🤖 AI Summary
To address the lack of region-specific benchmark data for pothole detection on Bangladeshi roads, this work introduces and publicly releases the first geographically tailored pothole image dataset—comprising 824 real-world annotated samples collected in Dhaka and Bogura—thereby filling a critical gap in high-quality, localized ground-truth annotations. We systematically evaluate nine classification models (including CCT, Swin Transformer, and ResNet50) and four segmentation models (U-Net variants), and propose a small-sample–aware data augmentation strategy specifically designed for road defect discrimination (10× for classification, 4× for segmentation). Experimental results show that lightweight models—e.g., CCT—achieve classification accuracy and F1-score exceeding 99%, matching the performance of heavier architectures (ResNet50, DenseNet201); segmentation attains Dice = 67.54% and IoU = 59.39%, with 2–5× faster inference.
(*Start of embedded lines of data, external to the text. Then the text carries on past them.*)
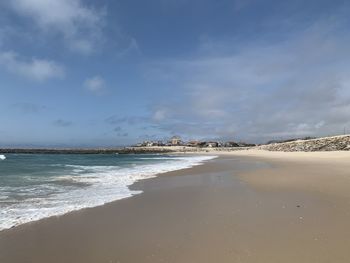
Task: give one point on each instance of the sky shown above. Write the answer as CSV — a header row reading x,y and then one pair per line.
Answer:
x,y
106,73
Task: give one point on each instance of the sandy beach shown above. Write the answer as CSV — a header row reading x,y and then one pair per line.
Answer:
x,y
245,206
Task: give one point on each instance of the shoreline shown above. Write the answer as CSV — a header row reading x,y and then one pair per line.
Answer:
x,y
251,206
187,163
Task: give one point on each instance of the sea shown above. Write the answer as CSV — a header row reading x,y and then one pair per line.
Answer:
x,y
35,186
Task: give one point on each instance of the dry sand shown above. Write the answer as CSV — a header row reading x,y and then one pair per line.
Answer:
x,y
249,206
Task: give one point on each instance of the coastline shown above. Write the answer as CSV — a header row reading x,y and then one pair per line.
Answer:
x,y
249,206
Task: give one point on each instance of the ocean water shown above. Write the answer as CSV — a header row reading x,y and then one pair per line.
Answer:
x,y
35,186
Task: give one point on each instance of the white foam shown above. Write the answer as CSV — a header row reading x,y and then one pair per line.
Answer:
x,y
105,184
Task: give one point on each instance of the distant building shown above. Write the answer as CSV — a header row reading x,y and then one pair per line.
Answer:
x,y
175,140
212,144
193,143
231,144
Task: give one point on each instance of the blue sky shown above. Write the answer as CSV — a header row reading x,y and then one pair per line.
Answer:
x,y
108,73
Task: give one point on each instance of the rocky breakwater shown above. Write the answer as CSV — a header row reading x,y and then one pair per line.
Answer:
x,y
334,143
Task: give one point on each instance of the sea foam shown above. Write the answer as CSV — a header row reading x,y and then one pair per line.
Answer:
x,y
102,184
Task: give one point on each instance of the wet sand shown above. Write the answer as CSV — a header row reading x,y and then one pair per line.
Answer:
x,y
242,207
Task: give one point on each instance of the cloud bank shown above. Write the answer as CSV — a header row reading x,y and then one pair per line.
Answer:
x,y
80,25
262,90
34,68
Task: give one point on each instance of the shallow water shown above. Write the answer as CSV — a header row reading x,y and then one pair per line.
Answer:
x,y
34,186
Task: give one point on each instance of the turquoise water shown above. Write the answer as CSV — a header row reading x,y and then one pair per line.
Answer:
x,y
34,186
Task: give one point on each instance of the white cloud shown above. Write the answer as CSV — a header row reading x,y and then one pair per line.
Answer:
x,y
95,84
79,25
297,87
34,68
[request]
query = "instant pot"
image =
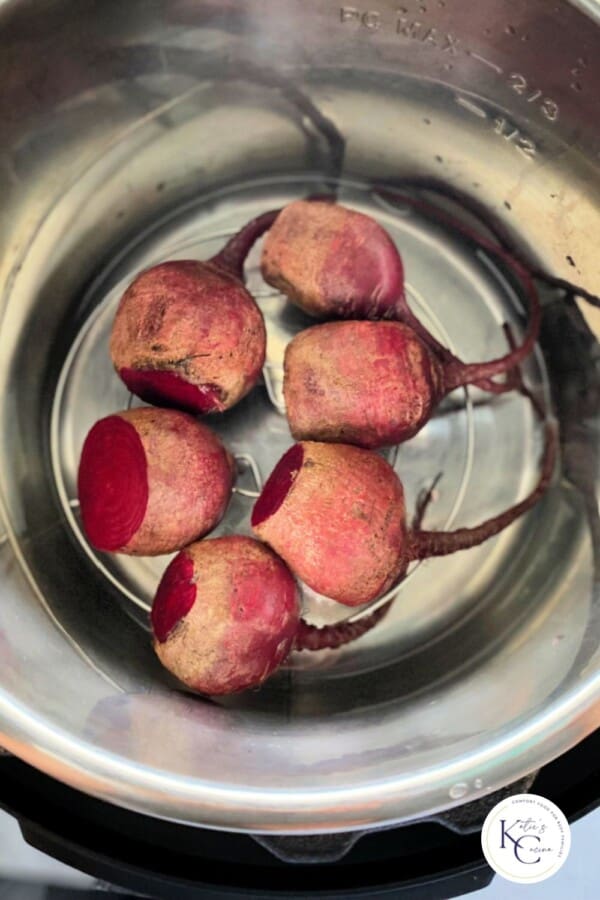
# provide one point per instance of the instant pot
(136, 132)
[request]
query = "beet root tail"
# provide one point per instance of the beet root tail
(459, 373)
(330, 637)
(233, 255)
(425, 544)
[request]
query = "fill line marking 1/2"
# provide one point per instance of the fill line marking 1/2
(471, 107)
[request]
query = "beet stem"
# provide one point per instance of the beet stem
(425, 544)
(330, 637)
(233, 255)
(518, 382)
(459, 373)
(480, 212)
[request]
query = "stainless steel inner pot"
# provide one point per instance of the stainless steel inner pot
(134, 132)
Key contributions: (1) the first Bangladeshi pothole benchmark dataset; (2) empirical validation of lightweight architectures’ efficacy under resource constraints; and (3) a novel augmentation paradigm optimized for small-sample road defect analysis.
📝 Abstract
The study involves a comprehensive performance analysis of popular classification and segmentation models, applied over a Bangladeshi pothole dataset, being developed by the authors of this research. This custom dataset of 824 samples, collected from the streets of Dhaka and Bogura performs competitively against the existing industrial and custom datasets utilized in the present literature. The dataset was further augmented four-fold for segmentation and ten-fold for classification evaluation. We tested nine classification models (CCT, CNN, INN, Swin Transformer, ConvMixer, VGG16, ResNet50, DenseNet201, and Xception) and four segmentation models (U-Net, ResU-Net, U-Net++, and Attention-Unet) over both the datasets. Among the classification models, lightweight models namely CCT, CNN, INN, Swin Transformer, and ConvMixer were emphasized due to their low computational requirements and faster prediction times. The lightweight models performed respectfully, oftentimes equating to the performance of heavyweight models. In addition, augmentation was found to enhance the performance of all the tested models. The experimental results exhibit that, our dataset performs on par or outperforms the similar classification models utilized in the existing literature, reaching accuracy and f1-scores over 99%. The dataset also performed on par with the existing datasets for segmentation, achieving model Dice Similarity Coefficient up to 67.54% and IoU scores up to 59.39%.